Gareth Baty sacré champion de MasterChef : Les Professionnels 2026 : des sandwiches Pret à la consécration culinaire
Et voilà, c’est déjà la fin d’une nouvelle saison de MasterChef : Les Professionnels. Si vous avez raté la finale hier soir, laissez-moi vous raconter. Nous avons un nouveau champion, et franchement, c’est le genre de victoire qui donne envie d’applaudir devant son écran. Gareth Baty, le chef du Bull & Bear à Manchester, a officiellement remporté la couronne pour 2026, et son parcours, du comptoir à sandwichs au poste de chef, relève de la légende.
Du rayon traiteur au sommet de l'art culinaire
On ne l’aurait jamais deviné en le voyant dresser son plat final — une véritable œuvre d’art à base de betteraves anciennes, d’un pigeon de colombophile d’un rose parfait et d’une sauce si brillante qu’elle en paraissait liquide comme un rubis —, mais Gareth n’a pas suivi le parcours typique des écoles hôtelières. Il y a quelques années, ce gars de Bury travaillait dans une célèbre chaîne de sandwiches, à aligner des sandwiches à la chaîne, jour après jour. Un travail de routine qui pousserait la plupart à se contenter d’une vie tranquille, mais pour lui, ce n’était qu’un point de départ. Paraît qu’il passait ses pauses à lire des livres de cuisine derrière le comptoir.
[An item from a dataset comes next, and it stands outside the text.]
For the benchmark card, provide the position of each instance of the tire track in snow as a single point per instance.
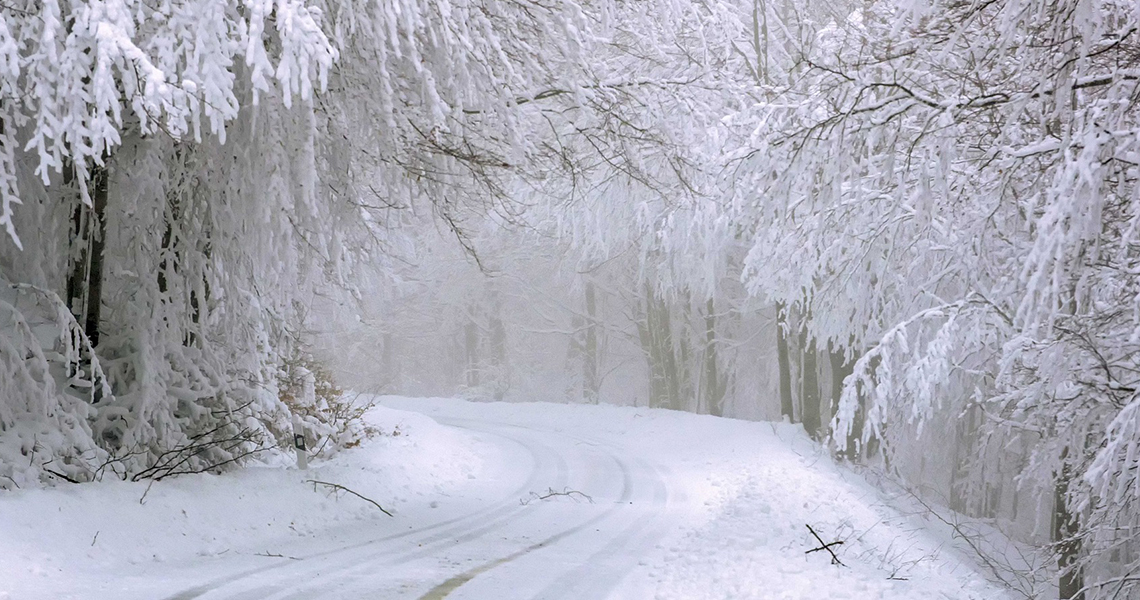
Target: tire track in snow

Ça, c’est de la détermination.
La dernière semaine a été brutale, comme toujours. Trois des meilleurs chefs du pays s’affrontaient, mais Gareth dégageait une intensité tranquille qui faisait la différence. Les deux autres étaient brillants — et ne vous méprenez pas, le dessert du finaliste était époustouflant —, mais Gareth n’a jamais craqué. Même quand Monica Galetti lui a adressé ce regard lors de l’épreuve technique, il a simplement acquiescé, s’est ressaisi, et a exécuté l’étape suivante à la perfection.
L'élément décisif : la précision sous pression
Ce qui a vraiment fait basculer la décision en sa faveur, c’est le service final. La consigne était de préparer un plat qui les définit en tant que chef. Un grand classique de MasterChef : Les Professionnels, mais c’est ce qui sépare les imposteurs des véritables talents. Gareth a servi un filet de turbot accompagné d’une sauce au champagne et au caviar. Simple sur le papier, mais dans cette cuisine, avec la montre qui tourne et Marcus Wareing qui scrute vos moindres gestes ? C’était une leçon de retenue. Pas de fumée, pas de gadgets, juste une technique irréprochable.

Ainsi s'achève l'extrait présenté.